Vape store owners and researchers need to work together. For example, I hope to be working with some vape shops and Dr. Polosa to recruit vapers for a long-term study of lung function in vapers. People doing vaping experiments need advice from an experienced vaper to ensure that they are using vaping products in a way which reflects the actual useage of real vapers.
But we could go way further than that. I amagine a future in which smoking cesation clinics have a vape store owner on site to help smokers get the best results from vaping. I also want to see things go the other way, and have trained smoking cessation counsellor see clients in vape shops. Properly trained vape shop owners could become powerful allies in the war against smoking. In France there is a course for vape shop staff who want to learn about smoking cessation. They get an accreditation sticker thay can put in their window as advertising.
Vape shop owners and quit smoking professionals can agree that, for some smokers, vaping with support is their best chance of quitting. Each group has its own sort of expertise and experience. The product knowledge of vape store owners is incredible. Their lived experience with smoking and vaping gives them “street credibility”. Their attire, tattoos and body piercings make many smokers feel they are “at home” with someone like themselves. Professionals have a knowledge of anatomy, physiology and pharmacology. They have read (or maybe even written) the scientific literature. They have portable CO monitors and pulse oximeters, and access to lab testing. Just imagine what the two groups could achieve together!!!

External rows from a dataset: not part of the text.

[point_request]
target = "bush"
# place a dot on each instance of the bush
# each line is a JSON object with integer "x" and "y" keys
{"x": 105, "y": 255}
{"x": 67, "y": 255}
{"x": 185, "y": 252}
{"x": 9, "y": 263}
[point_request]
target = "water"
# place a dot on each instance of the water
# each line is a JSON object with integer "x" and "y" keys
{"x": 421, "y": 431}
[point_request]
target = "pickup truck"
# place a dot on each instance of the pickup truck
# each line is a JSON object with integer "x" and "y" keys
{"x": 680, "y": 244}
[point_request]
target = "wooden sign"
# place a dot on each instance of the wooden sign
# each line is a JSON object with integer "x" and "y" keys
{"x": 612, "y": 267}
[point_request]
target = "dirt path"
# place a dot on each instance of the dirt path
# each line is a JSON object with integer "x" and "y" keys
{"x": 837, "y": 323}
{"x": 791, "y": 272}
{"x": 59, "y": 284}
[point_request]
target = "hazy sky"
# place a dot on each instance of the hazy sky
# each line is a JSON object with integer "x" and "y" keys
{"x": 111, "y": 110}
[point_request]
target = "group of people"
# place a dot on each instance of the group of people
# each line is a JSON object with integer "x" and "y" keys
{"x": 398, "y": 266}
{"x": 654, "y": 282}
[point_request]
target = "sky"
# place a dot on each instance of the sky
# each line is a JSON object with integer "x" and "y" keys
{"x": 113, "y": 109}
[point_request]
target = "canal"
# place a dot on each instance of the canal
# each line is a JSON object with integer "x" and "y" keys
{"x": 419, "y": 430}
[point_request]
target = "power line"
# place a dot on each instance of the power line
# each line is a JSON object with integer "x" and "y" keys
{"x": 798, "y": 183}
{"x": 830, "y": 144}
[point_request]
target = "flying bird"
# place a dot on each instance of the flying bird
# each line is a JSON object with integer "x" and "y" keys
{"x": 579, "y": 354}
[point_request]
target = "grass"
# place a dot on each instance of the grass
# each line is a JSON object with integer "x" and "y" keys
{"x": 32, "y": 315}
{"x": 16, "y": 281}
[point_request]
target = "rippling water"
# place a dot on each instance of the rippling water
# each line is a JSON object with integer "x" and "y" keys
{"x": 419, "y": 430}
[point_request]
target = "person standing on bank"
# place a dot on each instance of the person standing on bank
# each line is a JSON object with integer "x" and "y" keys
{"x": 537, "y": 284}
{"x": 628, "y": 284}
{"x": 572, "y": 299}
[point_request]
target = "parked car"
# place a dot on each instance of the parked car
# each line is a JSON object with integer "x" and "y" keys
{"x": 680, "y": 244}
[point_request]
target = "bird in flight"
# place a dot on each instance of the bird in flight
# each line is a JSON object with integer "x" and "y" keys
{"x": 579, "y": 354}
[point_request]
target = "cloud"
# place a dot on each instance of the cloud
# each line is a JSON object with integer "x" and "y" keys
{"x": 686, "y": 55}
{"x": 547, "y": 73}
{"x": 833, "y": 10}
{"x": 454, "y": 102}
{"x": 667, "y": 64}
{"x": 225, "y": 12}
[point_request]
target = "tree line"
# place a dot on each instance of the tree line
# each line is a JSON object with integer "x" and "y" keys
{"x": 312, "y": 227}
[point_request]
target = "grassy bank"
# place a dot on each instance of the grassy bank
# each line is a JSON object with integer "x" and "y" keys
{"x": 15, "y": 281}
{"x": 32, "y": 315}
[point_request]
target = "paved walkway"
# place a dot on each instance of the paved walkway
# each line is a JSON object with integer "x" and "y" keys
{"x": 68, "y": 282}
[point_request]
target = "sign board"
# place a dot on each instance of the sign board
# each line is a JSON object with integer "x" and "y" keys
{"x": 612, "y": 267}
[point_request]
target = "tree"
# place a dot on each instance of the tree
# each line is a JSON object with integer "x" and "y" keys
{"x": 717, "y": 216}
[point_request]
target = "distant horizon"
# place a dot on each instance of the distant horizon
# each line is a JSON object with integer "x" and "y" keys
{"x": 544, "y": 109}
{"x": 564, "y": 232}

It will not be easy. There is, for want of a better word, a huge class division. Professionals have more academic education, and time spent in professional training makes them fit in with a middle class elite, even if they were not born into it. They can come across as superior, arrogant or dogmatic. Vape shop owners have very variable backgrounds. The only common denominator is that they almost all were smokers who are passionate about vaping because they believe that vaping saved their lives (and they are probably right). They have enough smarts to run a business and they have great customer service skills. Some of them lack “polish”. They feel they are outside the establishment. Many feel aggrieved, marginalised and unheard, so they can come across as strident.

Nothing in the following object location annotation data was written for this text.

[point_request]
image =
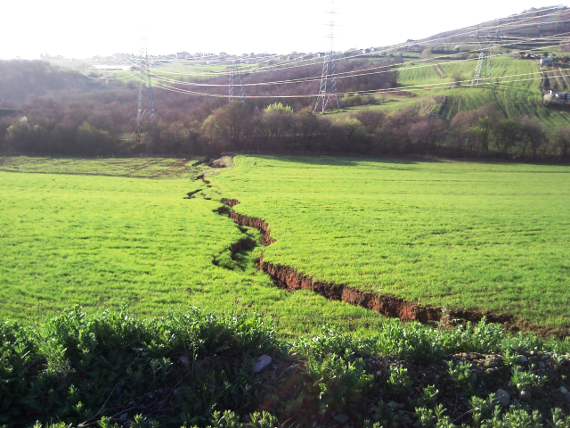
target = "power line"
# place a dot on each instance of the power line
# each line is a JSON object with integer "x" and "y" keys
{"x": 486, "y": 41}
{"x": 143, "y": 112}
{"x": 236, "y": 73}
{"x": 328, "y": 90}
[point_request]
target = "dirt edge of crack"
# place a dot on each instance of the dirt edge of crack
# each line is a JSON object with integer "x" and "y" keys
{"x": 290, "y": 279}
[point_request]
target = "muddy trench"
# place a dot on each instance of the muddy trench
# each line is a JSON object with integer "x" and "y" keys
{"x": 290, "y": 279}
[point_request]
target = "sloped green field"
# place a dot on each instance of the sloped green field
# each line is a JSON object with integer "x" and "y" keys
{"x": 464, "y": 235}
{"x": 100, "y": 242}
{"x": 515, "y": 90}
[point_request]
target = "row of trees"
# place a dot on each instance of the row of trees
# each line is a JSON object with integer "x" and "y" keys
{"x": 97, "y": 119}
{"x": 279, "y": 128}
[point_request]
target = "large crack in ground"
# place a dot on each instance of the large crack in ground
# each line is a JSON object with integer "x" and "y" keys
{"x": 290, "y": 279}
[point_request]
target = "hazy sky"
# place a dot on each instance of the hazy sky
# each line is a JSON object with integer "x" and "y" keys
{"x": 80, "y": 29}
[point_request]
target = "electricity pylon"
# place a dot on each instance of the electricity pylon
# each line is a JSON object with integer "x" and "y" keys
{"x": 235, "y": 71}
{"x": 486, "y": 41}
{"x": 145, "y": 110}
{"x": 328, "y": 90}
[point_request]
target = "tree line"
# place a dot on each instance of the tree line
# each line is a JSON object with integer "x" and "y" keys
{"x": 62, "y": 114}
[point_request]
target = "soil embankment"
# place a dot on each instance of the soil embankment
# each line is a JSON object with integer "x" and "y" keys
{"x": 288, "y": 278}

Their is an inspiring podcast called “Conversations with People Who Hate Me“. It is amazing how often people who fight each other online, can agree on some issues when they talk together. I would love to arrange for some smoking cessation professionals and some vapers to sit down for coffee together, to go to each others workplaces, maybe even to sit in as they each see their own clients. I think both sides have nothing to lose and they, and the smokers we all want to help, have a great deal they could gain. Any takers?